While the underlying mechanism of MTX-induced hepatotoxicity remains to be fully elucidated[7,15,16,24], increases in oxidative stress (caused by ROS) have been linked to the effects of MTX; moreover, MTX-induced toxicity has been shown to be associated with increases in lipid peroxidation in various tissues, such as liver, kidney and ileum, using rat model systems[1,5,16,25,26].
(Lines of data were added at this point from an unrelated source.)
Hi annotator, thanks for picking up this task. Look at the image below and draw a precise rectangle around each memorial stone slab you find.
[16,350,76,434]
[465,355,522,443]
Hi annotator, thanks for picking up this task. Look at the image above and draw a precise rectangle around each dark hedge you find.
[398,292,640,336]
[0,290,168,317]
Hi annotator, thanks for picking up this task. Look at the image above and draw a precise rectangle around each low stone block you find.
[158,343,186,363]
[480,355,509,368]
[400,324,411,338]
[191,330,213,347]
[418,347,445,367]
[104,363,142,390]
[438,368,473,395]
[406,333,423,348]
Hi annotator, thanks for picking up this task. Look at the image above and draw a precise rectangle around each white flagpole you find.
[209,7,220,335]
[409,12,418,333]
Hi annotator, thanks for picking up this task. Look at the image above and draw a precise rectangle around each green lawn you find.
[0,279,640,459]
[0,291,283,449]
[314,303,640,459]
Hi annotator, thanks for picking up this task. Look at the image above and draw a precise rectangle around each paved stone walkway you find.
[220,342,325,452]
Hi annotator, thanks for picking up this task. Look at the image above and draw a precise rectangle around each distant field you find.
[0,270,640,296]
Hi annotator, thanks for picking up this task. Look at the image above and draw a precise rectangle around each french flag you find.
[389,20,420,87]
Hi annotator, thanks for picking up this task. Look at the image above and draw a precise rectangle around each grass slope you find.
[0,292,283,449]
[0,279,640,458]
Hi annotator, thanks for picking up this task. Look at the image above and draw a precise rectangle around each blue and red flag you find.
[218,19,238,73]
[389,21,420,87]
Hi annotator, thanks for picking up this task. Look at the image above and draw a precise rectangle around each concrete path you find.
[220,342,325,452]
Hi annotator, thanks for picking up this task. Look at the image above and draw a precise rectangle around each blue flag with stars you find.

In the present study, MTX was shown to significantly alter the oxidant/antioxidant balance in a rat model system. In addition, MTX was shown to increase the level of MDA activity as well as to decrease the levels of GSH and SOD activities in liver, but to have no observable affect on CAT activity. These results are similar to those from previous studies of MTX affects in liver tissue[4,5,7,14,24,27]. In addition, Hadi et al[6] reported that MTX treatment of rats led to increased serum MDA level and decreased serum GSH level.
Previous studies in rats have also shown that prophylactic delivery of multiple antioxidant agents can prevent MTX-induced hepatotoxicity. For example, Tunali-Akbay et al[14] and Dalaklioglu et al[3] demonstrated that resveratrol, a potent antioxidant in rats but with unknown and questionable efficacy in humans, protects against MTX-induced hepatotoxicity by decreasing hepatic MDA tissue level and increasing hepatic GSH and CAT activities. Ali et al[28] demonstrated the protective effect of chrysin against MTX-induced hepatotoxicity and showed that the drug was capable of enhancing the therapeutic index of MTX when the two were administered simultaneously. Demiryilmaz et al[29] demonstrated that administration of thiamine phosphate to rats led to significant reductions in oxidant parameters (i.e., MDA and MPO) and to increases in antioxidant parameters (i.e., GSH and SOD) in the liver tissue. Uraz et al[27] showed that ursodeoxycholic acid provided protection against MTX-induced hepatocyte, again by using the rat model system. Vardi et al[5] reported that therapeutic delivery of β-carotene, an important source of vitamin A in the human diet and having antioxidant properties, led to decreased hepatic MDA activity and increased hepatic SOD, CAT and GSH peroxidase (GPx) activities under conditions of MTX-induced liver injury in rats. Finally, Cetin et al[4] reported that therapeutic delivery of the bioactive resin propolis, another natural compound (produced by the honeybee Apis mellifera, L.) with antioxidant potential, led to the same effects on MDA, SOD, CAT and GPx activities in the MTX-induced liver injury rat model.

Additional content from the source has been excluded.